Syrian Vice President Farouq al-Sharaa said that neither the forces of President Bashar al-Assad nor rebels seeking to overthrow him can win the war which is now being fought on the outskirts of Assad's powerbase in Damascus.
Sharaa, a Sunni Muslim in a power structure dominated by Assad's Alawite minority, has rarely been seen since the Syrian revolt erupted in March 2011 and is not part of the president's inner circle directing the fight against Sunni rebels.
But he is the most prominent figure to say in public that Assad will not win. He was speaking to the pro-Assad al-Akhbar paper in an interview from Damascus which is now hemmed in by rebel fighters to the south.
Assad's forces have used jets and artillery to try to dislodge the fighters from around Damascus but the violence has crept into the heart of the capital and rebels announced on Sunday a new offensive in the central province of Hama.
Sharaa said the situation in Syria, where more than 40,000 people have been killed, was deteriorating and a "historic settlement" was needed to end the conflict, involving regional powers and the U.N. Security Council and the formation of a national unity government "with broad powers".
"With every passing day the political and military solutions are becoming more distant. We should be in a position defending the existence of Syria. We are not in a battle for an individual or a regime," Sharaa was quoted as saying.
"The opposition cannot decisively settle the battle and what the security forces and army units are doing will not achieve a decisive settlement," he told the paper, adding that the insurgents fighting to topple Syria's leadership could plunge it into "anarchy and an unending spiral of violence".
Sources close to the Syrian government say Sharaa had pushed for dialogue with the opposition and objected to the military response to an uprising that began peacefully.
In Damascus, residents said on Monday the army had told people to evacuate the Palestinian district of Yarmouk, suggesting an all-out military offensive on the southern district was imminent.
The centre of the city, largely insulated from the violence for 21 months, is now full of army and vigilante checkpoints and shakes to the sound of regular shelling, residents say.

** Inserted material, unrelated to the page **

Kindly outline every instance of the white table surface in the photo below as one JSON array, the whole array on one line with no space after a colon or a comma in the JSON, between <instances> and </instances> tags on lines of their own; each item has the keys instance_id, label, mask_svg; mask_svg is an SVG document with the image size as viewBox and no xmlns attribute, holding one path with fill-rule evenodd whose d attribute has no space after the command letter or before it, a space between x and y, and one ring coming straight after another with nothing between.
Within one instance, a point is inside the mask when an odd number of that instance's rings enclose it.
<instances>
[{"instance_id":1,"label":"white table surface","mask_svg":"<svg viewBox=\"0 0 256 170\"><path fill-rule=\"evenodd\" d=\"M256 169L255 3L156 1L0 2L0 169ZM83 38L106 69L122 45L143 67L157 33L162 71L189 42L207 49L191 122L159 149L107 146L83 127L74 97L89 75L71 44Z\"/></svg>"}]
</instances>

Queues for bread form at bakeries hours before dawn, as people seek out dwindling supplies, power cuts are increasing and fears are growing that Damascus could descend into chaos.
In a veiled criticism of the crackdown, Sharaa said there was a difference between the state's duty to provide security to its citizens, and "pursuing a security solution to the crisis."
He said even Assad could not be certain where events in Syria were leading, but that anyone who met him would hear that "this is a long struggle...and he does not hide his desire to settle matters militarily to reach a final solution."
"We realize today that change is inevitable," Sharaa said, but "none of the peaceful or armed opposition groups with their known foreign links can call themselves the sole legitimate representative of the Syrian people".
"Likewise the current leadership...cannot achieve change alone after two years of crisis without new partners who contribute to preserving (Syria's) national fabric, territorial unity and regional sovereignty".
Rebels have now brought the war to the capital, without yet delivering a fatal blow to the government. But nor has Assad found the military muscle to oust his opponents from the city.
In Paris, Foreign Minister Laurent Fabius of France, one of the powers most insistent that Assad has lost his legitimacy, said: "I think the end is nearing for Bashar al-Assad."
On the ground, rebels said they were launching an operation to seize the central province of Hama to try to link northern rural areas of Syria under their control to the center.
Qassem Saadeddine, a member of the newly established rebel military command, said fighters had been ordered to surround and attack checkpoints across the province. He said forces loyal to Assad had been given 48 hours to surrender or be killed.
"When we liberate the countryside of Hama province ... then we will have the area between Aleppo and Hama liberated and open for us," he told Reuters.
The city of Hama in the province of the same name has a special resonance for anti-Assad activists. In 1982 Hafez al-Assad, father of the current ruler, crushed an uprising in the city, killing up to 30,000 civilians.
In Damascus, activists said fighter jets bombed the Yarmouk Palestinian refugee camp on Sunday, killing at least 25 people sheltering in a mosque.
The attack was part of a month-old campaign by Assad's forces to eject rebels from positions they are establishing around the capital's perimeter. Yarmouk, to the south, falls within an arc of territory running from the east of Damascus to the southwest from where rebels hope to storm the government's main redoubt.
Opposition activists said the deaths in Yarmouk, to which refugees have fled from fighting in nearby suburbs, resulted from a rocket fired from a warplane hitting the mosque.
Footage showed bodies and body parts scattered on the stairs of what appeared to be the mosque.
The latest battlefield accounts could not be independently verified due to tight restrictions on media access to Syria.
Syria is home to more than 500,000 Palestinian refugees, most living in Yarmouk, and both Assad's government and the rebels have enlisted and armed Palestinians as the uprising, which began as a peaceful street movement 21 months ago, has mushroomed into a civil war.
After Sunday's air raid, clashes flared between Palestinians from the pro-Assad Popular Front for the Liberation of Palestine-General Command (PFLP-GC) and rebels including other Palestinian fighters and some PFLP-GC fighters were killed.
In the latest of a string of military installations to fall to the rebels, the army's infantry college north of Aleppo was captured on Saturday after five days of fighting, a rebel commander with the powerful Islamist Tawheed Brigade said.